Paul raised a cigarette to his lips. “What kind of questions?”

“Step outside. I won’t ask again.” He smiled, but Nevada knew his smiles tended to look more feral than friendly.

Smoke trailed around Paul’s head before he flicked the cigarette to the ground and stepped outside. “Sure.”

Nevada looked beyond Paul into the trailer. “Anyone else in the trailer?”

“No, it’s just me. What’s this about?”

After he’d dropped Macy off, Nevada had pulled Paul’s arrest record. Though he knew Paul’s DNA did not match the man he was hunting, the former football player might have information about the other members of the Dream Team, as well as about the bonfires Tobi might have attended.

“You were arrested for sexual assault ten years ago,” Nevada said.

Paul shook his head. “And I did my time, and now I’m out on parole. I’ve stayed out of trouble since I came back to Deep Run.”

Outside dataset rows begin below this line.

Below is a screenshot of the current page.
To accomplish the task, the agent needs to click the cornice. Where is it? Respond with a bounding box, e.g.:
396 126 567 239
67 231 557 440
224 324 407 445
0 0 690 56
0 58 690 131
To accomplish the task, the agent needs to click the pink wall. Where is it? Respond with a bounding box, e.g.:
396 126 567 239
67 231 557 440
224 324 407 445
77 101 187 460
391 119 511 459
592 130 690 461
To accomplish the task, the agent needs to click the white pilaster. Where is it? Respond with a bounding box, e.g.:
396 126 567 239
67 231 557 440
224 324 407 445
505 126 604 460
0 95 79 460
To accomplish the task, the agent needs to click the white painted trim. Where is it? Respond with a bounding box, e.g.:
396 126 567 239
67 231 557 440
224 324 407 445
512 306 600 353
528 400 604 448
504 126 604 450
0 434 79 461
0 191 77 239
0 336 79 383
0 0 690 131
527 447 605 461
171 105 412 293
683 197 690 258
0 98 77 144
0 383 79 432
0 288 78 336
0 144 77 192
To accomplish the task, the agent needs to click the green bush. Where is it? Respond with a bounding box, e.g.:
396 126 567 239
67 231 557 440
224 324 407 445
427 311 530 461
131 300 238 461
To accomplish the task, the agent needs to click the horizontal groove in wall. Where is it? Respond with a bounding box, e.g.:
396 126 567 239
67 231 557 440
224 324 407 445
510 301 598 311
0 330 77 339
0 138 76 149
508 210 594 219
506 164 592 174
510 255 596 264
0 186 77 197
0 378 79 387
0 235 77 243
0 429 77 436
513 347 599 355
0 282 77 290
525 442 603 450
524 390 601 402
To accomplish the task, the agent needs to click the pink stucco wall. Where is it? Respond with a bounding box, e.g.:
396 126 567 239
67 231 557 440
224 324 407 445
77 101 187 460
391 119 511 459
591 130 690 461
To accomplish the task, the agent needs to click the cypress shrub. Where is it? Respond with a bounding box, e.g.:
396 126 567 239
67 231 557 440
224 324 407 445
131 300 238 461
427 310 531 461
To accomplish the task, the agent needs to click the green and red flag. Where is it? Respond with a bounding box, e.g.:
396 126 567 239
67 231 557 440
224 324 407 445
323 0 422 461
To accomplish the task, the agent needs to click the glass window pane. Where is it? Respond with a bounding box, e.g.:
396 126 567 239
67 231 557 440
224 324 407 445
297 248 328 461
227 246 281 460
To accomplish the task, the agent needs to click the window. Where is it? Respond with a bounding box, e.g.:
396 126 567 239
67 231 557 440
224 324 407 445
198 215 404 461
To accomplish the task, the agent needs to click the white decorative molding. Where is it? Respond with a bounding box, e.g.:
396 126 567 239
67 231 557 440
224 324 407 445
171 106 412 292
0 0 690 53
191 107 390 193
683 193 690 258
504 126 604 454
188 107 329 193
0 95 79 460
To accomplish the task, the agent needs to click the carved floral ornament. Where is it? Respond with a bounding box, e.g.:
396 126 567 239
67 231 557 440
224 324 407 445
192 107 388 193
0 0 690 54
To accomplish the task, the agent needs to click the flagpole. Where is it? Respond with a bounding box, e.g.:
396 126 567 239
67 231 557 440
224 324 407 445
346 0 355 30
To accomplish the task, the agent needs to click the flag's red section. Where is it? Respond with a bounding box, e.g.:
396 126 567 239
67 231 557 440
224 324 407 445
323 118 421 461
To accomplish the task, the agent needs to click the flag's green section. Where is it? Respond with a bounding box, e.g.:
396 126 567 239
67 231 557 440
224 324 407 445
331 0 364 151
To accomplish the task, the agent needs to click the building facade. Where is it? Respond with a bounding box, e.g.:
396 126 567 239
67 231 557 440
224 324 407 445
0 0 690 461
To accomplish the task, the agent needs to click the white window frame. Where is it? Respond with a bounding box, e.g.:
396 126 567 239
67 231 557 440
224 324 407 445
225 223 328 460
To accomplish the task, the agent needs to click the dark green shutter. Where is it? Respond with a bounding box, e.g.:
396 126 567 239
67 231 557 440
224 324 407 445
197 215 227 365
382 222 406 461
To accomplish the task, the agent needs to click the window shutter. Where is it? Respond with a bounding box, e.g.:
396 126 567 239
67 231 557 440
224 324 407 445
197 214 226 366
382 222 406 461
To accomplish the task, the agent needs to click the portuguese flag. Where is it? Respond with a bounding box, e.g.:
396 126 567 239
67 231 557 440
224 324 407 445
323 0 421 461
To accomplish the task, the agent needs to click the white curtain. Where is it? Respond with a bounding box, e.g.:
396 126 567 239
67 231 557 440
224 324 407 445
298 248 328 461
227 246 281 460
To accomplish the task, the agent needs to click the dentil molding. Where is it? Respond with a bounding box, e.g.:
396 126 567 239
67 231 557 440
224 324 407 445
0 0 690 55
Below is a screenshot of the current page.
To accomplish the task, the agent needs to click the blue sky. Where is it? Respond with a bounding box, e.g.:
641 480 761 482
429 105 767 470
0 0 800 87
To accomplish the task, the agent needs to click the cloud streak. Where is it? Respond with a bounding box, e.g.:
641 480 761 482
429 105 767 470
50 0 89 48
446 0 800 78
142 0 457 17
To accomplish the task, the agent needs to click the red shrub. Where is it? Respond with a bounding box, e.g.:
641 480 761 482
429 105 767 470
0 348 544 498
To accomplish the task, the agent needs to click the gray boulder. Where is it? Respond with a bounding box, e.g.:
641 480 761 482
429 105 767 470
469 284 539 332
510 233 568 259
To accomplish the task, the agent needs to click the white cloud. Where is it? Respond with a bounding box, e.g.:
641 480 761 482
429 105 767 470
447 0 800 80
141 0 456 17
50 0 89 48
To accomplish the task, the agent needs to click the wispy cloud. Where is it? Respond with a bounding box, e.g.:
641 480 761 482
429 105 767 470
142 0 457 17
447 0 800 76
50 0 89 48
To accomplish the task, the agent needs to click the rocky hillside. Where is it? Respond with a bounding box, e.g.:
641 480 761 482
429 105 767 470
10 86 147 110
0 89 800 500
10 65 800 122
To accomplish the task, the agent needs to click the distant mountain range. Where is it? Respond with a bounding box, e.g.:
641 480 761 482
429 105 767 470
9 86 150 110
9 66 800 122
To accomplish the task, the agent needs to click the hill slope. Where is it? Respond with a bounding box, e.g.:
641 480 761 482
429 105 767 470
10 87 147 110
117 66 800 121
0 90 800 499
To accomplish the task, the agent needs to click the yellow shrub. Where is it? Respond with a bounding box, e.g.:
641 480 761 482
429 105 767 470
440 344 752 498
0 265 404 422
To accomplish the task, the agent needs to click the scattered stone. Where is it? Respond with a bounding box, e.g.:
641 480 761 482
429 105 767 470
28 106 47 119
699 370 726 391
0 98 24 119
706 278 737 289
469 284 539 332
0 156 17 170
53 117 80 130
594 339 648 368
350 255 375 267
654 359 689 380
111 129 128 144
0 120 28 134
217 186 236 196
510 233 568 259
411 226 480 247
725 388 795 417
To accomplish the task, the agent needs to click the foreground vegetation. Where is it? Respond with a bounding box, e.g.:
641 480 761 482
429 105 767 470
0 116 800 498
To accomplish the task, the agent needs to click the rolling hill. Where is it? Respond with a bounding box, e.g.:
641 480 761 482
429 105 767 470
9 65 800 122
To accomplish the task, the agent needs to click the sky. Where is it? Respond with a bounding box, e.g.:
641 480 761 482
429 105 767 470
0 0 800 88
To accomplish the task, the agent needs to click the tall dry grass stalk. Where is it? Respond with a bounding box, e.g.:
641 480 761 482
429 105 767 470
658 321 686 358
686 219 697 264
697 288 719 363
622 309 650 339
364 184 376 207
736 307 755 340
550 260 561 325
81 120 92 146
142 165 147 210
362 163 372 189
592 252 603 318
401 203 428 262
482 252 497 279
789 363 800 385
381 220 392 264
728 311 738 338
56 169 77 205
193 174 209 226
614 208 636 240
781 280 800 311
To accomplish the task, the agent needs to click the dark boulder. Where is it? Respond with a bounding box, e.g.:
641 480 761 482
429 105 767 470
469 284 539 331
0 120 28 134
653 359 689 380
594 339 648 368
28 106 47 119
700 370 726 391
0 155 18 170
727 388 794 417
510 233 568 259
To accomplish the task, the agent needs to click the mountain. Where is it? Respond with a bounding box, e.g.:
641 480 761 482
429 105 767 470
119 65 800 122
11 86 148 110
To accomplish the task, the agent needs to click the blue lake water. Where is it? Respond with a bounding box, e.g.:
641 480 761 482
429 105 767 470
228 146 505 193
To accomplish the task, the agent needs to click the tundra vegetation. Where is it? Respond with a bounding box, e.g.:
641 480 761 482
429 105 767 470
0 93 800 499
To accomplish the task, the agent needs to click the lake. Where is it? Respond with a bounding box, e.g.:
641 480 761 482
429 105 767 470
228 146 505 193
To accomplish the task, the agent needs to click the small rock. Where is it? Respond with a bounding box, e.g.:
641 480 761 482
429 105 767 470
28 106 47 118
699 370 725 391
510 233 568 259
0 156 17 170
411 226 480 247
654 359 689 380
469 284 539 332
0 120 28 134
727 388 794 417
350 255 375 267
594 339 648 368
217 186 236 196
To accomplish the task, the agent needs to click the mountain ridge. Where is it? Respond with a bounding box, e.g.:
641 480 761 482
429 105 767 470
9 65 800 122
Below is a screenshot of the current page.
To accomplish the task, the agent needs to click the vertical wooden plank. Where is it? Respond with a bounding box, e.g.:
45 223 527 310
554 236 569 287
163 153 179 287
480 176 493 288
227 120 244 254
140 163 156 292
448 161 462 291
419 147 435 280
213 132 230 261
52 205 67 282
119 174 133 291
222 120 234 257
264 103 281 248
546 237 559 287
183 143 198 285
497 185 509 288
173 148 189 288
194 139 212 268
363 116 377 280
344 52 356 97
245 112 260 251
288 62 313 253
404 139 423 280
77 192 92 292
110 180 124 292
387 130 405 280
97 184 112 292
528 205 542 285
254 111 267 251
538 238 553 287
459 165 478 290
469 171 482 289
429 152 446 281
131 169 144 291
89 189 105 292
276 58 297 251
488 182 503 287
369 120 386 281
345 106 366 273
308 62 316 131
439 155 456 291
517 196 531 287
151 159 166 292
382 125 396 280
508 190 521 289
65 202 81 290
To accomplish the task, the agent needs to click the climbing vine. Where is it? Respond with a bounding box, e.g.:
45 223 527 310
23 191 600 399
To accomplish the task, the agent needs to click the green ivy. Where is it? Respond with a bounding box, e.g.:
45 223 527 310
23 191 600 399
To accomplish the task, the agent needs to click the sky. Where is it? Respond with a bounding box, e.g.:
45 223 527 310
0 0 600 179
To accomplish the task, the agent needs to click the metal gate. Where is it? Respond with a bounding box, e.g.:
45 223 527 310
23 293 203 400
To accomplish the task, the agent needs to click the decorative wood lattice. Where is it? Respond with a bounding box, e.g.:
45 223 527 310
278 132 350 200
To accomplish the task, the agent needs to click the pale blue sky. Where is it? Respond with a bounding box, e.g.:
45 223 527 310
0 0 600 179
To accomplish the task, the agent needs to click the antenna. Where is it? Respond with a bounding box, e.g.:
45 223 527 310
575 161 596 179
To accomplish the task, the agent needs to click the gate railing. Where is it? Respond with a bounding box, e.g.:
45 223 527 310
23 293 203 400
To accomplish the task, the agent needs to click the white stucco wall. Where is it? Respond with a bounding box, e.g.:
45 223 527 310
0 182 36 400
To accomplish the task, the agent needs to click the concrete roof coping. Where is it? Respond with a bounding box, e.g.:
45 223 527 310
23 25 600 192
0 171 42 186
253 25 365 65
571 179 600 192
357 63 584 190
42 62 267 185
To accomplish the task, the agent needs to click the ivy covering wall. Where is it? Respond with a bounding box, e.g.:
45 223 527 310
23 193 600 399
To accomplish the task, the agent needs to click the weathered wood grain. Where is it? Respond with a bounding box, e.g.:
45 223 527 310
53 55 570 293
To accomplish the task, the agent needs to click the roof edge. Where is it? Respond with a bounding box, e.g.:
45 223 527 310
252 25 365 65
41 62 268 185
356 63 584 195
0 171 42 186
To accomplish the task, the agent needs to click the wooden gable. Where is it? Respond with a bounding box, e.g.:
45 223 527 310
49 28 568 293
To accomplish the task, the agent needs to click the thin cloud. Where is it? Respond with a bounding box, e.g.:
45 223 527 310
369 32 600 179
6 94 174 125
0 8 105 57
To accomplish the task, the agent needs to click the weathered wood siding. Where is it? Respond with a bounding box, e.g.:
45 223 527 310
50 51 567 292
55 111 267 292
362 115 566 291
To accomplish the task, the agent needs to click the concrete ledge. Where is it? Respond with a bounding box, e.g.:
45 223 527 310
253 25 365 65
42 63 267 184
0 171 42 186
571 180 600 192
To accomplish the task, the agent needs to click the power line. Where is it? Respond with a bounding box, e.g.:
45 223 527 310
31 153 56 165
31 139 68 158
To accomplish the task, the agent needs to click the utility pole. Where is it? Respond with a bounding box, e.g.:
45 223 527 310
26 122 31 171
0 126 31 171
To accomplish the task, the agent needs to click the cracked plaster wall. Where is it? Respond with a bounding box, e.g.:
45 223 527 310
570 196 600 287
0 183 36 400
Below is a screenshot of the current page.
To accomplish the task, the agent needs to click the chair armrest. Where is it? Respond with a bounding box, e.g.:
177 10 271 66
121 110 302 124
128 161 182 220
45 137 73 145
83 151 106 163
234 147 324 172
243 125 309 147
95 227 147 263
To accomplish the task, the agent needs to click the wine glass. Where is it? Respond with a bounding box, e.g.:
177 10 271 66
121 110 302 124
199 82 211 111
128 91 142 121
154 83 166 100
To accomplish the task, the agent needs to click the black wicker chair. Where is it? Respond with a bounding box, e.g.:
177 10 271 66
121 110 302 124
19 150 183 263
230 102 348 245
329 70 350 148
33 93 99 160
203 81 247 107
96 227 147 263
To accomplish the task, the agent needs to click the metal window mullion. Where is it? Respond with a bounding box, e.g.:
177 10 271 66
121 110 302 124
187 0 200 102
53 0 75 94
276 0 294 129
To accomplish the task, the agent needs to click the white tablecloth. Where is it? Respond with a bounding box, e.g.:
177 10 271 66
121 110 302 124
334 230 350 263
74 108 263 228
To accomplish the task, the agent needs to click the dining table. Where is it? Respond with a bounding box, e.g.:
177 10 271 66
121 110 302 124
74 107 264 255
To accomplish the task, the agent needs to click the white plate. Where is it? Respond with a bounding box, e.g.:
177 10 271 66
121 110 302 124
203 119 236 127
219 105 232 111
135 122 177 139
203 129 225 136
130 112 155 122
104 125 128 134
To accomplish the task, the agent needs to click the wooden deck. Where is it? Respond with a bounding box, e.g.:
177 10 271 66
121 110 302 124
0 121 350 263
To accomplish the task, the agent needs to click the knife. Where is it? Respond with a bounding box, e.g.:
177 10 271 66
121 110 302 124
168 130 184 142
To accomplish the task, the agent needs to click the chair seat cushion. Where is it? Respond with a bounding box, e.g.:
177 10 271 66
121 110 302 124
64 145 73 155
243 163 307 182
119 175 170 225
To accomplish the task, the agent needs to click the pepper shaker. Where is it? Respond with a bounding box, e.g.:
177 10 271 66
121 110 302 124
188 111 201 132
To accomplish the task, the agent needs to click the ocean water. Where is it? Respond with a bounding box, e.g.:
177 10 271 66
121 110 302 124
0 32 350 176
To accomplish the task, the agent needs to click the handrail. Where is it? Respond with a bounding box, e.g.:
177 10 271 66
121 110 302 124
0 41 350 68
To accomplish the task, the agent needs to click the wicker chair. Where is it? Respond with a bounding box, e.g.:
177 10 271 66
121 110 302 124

Nevada had reviewed Paul’s case file and seen some of the pictures taken of the woman who’d filed the charges against him. Her left eye had been black and blue and swollen. And her right wrist had also been badly sprained. “You hurt her pretty bad.”

Paul sniffed as he kicked the dirt with the tip of his booted foot. “My jail time is old news. Why are you here?”

Of all the members of the Dream Team, Paul had shown the most promise and would have had a lot to lose if he were tangled up in the rapes or disappearances of 2004. “Do you remember Tobi Turner?”

“Tobi. Shit. She’s the one that went missing.”